Right now, we have an opportunity to hold companies accountable for the actions they’re taking to make the climate crisis worse.
In May, boards of massive corporations like Ford Motor Company, Exxon Mobil and General Motors will face questions at their annual meetings about how they influence politicians to maintain the status quo.
This year, the companies have a choice to make: Will they get on board with combating climate change? Or will they continue to use loopholes to secretly influence politicians to maintain policies that increase their bottom line?
What they choose likely will depend on how their biggest investors — retirement savings companies like BlackRock, Vanguard and Fidelity — vote on shareholder resolutions asking the companies to be honest about their political activity.
To: Laurence D. Fink, CEO, BlackRock; Mortimer J. Buckley, CEO, the Vanguard Group; and Abigail P. Johnson, Chairman, CEO and President, Fidelity Investments:
Last October, the urgency of averting climate catastrophe became clear when the Intergovernmental Panel on Climate Change published its report explaining that global carbon emissions need to drop by half by 2030 — and reach net-zero by 2050 — just to have a 50% chance of avoiding the worst effects of climate change.
However, we are not on track, with major American companies in your portfolio denying the inevitable on climate change for short-term gain. To make matters worse, those entities with the biggest leverage— the largest fund managers — have failed to use the power of their position to effect change and promote long-term value. Private dialogue is not yielding results nearly as fast as needed to mitigate climate risks to long-term investors and the public at large. This needs to change.
Furthermore, we know that the major companies benefiting from the status quo have hired armies of lobbyists and unleashed secret spending to buy politicians who will deny climate science, ignore the warnings and obstruct the policy solutions we need to mitigate the current crisis.
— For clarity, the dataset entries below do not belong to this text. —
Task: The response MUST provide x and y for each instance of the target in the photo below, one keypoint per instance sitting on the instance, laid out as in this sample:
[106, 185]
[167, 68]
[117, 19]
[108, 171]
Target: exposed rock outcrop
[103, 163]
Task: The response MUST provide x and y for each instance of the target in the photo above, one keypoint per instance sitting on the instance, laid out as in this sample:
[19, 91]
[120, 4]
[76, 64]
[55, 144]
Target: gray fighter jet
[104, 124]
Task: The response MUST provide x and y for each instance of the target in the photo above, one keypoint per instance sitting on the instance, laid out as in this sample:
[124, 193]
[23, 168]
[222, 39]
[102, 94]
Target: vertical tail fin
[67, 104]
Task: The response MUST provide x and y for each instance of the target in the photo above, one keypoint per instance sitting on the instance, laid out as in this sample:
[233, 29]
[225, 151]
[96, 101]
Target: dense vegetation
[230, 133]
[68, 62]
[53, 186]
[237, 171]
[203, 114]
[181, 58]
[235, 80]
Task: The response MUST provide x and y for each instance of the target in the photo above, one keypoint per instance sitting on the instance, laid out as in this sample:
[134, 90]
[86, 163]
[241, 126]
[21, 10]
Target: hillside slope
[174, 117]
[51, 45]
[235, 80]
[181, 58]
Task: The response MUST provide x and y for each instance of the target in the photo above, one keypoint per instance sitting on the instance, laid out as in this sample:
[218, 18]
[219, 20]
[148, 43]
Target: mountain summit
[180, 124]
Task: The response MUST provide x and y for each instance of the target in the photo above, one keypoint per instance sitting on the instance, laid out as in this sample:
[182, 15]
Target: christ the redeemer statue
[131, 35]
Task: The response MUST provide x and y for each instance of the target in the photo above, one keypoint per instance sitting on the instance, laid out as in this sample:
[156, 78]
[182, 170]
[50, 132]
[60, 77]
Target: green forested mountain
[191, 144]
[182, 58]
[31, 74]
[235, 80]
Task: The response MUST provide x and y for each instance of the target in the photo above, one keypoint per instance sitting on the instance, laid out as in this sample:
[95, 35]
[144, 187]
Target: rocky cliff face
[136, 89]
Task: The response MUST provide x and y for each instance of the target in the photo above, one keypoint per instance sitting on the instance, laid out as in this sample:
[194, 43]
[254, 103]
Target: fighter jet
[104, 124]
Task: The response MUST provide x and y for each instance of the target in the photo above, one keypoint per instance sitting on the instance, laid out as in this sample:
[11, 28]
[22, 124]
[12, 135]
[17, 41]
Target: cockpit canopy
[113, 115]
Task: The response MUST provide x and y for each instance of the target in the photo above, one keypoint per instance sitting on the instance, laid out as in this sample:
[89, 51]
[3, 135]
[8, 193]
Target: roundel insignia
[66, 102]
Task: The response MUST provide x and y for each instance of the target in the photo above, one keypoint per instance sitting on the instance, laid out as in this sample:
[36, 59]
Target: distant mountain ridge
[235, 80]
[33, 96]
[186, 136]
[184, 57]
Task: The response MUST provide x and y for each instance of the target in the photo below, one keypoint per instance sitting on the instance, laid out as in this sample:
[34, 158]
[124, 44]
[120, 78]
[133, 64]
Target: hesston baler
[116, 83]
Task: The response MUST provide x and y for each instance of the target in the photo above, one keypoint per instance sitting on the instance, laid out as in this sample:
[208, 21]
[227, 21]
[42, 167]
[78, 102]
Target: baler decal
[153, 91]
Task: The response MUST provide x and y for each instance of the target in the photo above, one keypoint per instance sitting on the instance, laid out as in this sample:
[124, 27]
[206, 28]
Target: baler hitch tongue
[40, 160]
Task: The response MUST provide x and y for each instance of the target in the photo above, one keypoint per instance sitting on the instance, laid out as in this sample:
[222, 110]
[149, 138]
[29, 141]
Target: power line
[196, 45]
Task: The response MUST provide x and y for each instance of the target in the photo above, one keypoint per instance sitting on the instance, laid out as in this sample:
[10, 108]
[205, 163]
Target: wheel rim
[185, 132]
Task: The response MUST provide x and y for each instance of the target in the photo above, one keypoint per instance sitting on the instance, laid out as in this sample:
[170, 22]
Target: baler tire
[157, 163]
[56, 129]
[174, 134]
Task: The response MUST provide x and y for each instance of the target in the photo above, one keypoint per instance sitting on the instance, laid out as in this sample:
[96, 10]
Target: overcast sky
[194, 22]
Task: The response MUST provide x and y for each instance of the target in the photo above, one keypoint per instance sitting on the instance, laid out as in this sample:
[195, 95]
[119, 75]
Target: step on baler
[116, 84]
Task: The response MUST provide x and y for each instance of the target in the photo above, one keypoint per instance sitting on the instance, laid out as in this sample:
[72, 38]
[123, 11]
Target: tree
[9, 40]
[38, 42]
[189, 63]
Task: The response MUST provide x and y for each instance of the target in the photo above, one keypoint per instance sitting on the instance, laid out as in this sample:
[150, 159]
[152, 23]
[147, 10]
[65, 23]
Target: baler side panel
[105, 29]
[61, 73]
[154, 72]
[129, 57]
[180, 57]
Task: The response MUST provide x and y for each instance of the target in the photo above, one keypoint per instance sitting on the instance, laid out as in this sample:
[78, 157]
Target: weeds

In the coming weeks, Ford Motor Company, Exxon Mobil, General Motors and BlackRock will face shareholder resolutions asking company leadership to be honest with shareholders and the public about their secret lobbying and election spending to influence policymakers in Washington, D.C.
The change and accountability these resolutions call for not only are essential for the survival of the planet and its inhabitants, but they’re critical for maintaining and growing long-term shareholder value for your customers.
You have the power — and the obligation — to protect your customers’ investments. Millions have entrusted you to look out for their financial future. You are in a position to do just that, as well as to protect — or undermine — your customers’ ability to simply exist and thrive.
On behalf of myself, your customers and future generations, I urge you to take your responsibility seriously and vote for each of these important resolutions.